Quantum Latin squares of order $6m$ with all possible cardinalities
Ying Zhang, Lijun Ji
TL;DR
The paper investigates the cardinality spectrum of quantum Latin squares of order $6m$, proving that for every $m\ge 2$ and every admissible cardinality $c\in [6m,36m^2]\setminus\{6m+1\}$ there exists a QLS$(6m)$ with cardinality $c$. The authors develop a constructive framework combining a fixed library of QLS$(6)$ with multiple cardinalities and a tensor-product-like block construction $W$ from row-quantum Latin rectangles to realize product cardinalities, then extend to $QLS$(6m) by tiling a classical Latin square of order $m$ with blocks $|a_{i,j}\rangle\otimes Y_{i,j}$ drawn from selected libraries.
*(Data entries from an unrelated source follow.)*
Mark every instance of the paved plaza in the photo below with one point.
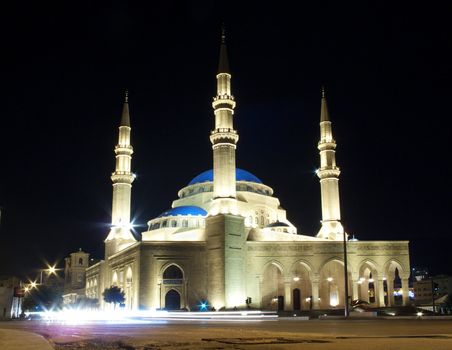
(282, 333)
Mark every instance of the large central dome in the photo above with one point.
(240, 175)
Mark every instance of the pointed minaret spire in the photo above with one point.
(223, 66)
(328, 174)
(125, 118)
(224, 137)
(324, 116)
(120, 235)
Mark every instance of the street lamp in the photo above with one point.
(50, 270)
(346, 311)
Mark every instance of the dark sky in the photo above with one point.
(387, 71)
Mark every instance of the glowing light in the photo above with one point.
(75, 316)
(203, 306)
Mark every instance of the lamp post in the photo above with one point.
(346, 310)
(50, 270)
(433, 296)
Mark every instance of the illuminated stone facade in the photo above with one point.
(227, 239)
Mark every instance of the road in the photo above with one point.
(272, 334)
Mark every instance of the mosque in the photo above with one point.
(226, 240)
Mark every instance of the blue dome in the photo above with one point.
(240, 175)
(184, 210)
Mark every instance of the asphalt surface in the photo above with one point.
(272, 334)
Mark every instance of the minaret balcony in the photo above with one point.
(224, 135)
(124, 149)
(125, 177)
(328, 172)
(324, 145)
(223, 101)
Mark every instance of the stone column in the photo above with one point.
(261, 294)
(381, 292)
(390, 282)
(355, 285)
(287, 294)
(315, 292)
(405, 289)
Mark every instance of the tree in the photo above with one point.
(42, 298)
(85, 303)
(114, 295)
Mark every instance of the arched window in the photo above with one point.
(129, 276)
(173, 272)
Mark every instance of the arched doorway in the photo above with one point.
(331, 286)
(173, 273)
(300, 280)
(272, 288)
(172, 289)
(296, 297)
(172, 300)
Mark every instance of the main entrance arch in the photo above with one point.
(172, 300)
(172, 287)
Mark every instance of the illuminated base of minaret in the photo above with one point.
(118, 239)
(332, 230)
(223, 206)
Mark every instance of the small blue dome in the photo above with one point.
(240, 175)
(184, 210)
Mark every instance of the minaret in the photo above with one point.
(224, 138)
(329, 178)
(120, 235)
(225, 230)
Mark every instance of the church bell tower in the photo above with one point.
(224, 139)
(328, 174)
(225, 230)
(120, 235)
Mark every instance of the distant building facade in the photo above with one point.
(10, 297)
(227, 240)
(75, 276)
(432, 288)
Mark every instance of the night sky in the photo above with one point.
(387, 72)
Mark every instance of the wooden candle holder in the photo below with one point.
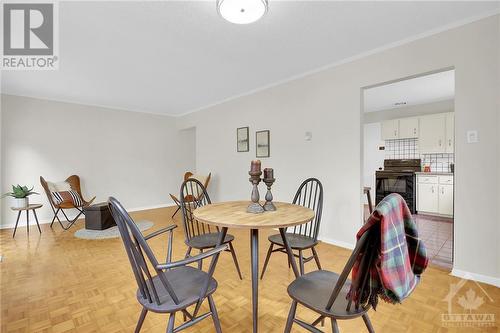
(255, 206)
(269, 206)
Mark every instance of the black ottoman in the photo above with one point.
(98, 217)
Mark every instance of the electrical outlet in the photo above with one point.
(472, 136)
(308, 136)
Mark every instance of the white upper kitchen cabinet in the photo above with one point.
(390, 129)
(408, 128)
(432, 134)
(450, 132)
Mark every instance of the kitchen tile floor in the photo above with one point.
(437, 235)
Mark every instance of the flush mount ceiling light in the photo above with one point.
(242, 11)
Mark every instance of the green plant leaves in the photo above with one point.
(19, 192)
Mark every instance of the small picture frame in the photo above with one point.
(262, 144)
(242, 139)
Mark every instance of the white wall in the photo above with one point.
(373, 158)
(138, 158)
(328, 104)
(409, 111)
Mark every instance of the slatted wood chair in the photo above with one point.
(327, 293)
(303, 237)
(173, 286)
(74, 183)
(199, 235)
(187, 175)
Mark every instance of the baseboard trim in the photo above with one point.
(335, 242)
(22, 222)
(476, 277)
By carefully selecting libraries such as $H_0,H_1,\widetilde{W}_i,H_\ell,H_\ell'$, and leveraging infinite families of maximal-cardinality QLS$(6)$, the paper covers the entire target range except the single exception $6m+1$. This yields a broad, explicit catalog of QLS$(6m)$ with diverse cardinalities, offering constructive tools for quantum Sudoku and related quantum combinatorial designs.
Abstract
A quantum Latin square of order $n$ (denoted as QLS$(n)$) is an $n\times n$ array whose entries are unit column vectors from the $n$-dimensional Hilbert space $\mathcal{H}_n$, such that each row and column forms an orthonormal basis. Two unit vectors $|u\rangle, |v\rangle\in \mathcal{H}_n$ are regarded as identical if there exists a real number $θ$ such that $|u\rangle=e^{iθ}|v\rangle$; otherwise, they are considered distinct. The cardinality $c$ of a QLS$(n)$ is the number of distinct vectors in the array. In this note,we use sub-QLS$(6)$ to prove that for any integer $m\geq 2$ and any $c\in [6m,36m^2]\setminus \{6m+1\}$, there is a QLS$(6m)$ with cardinality $c$.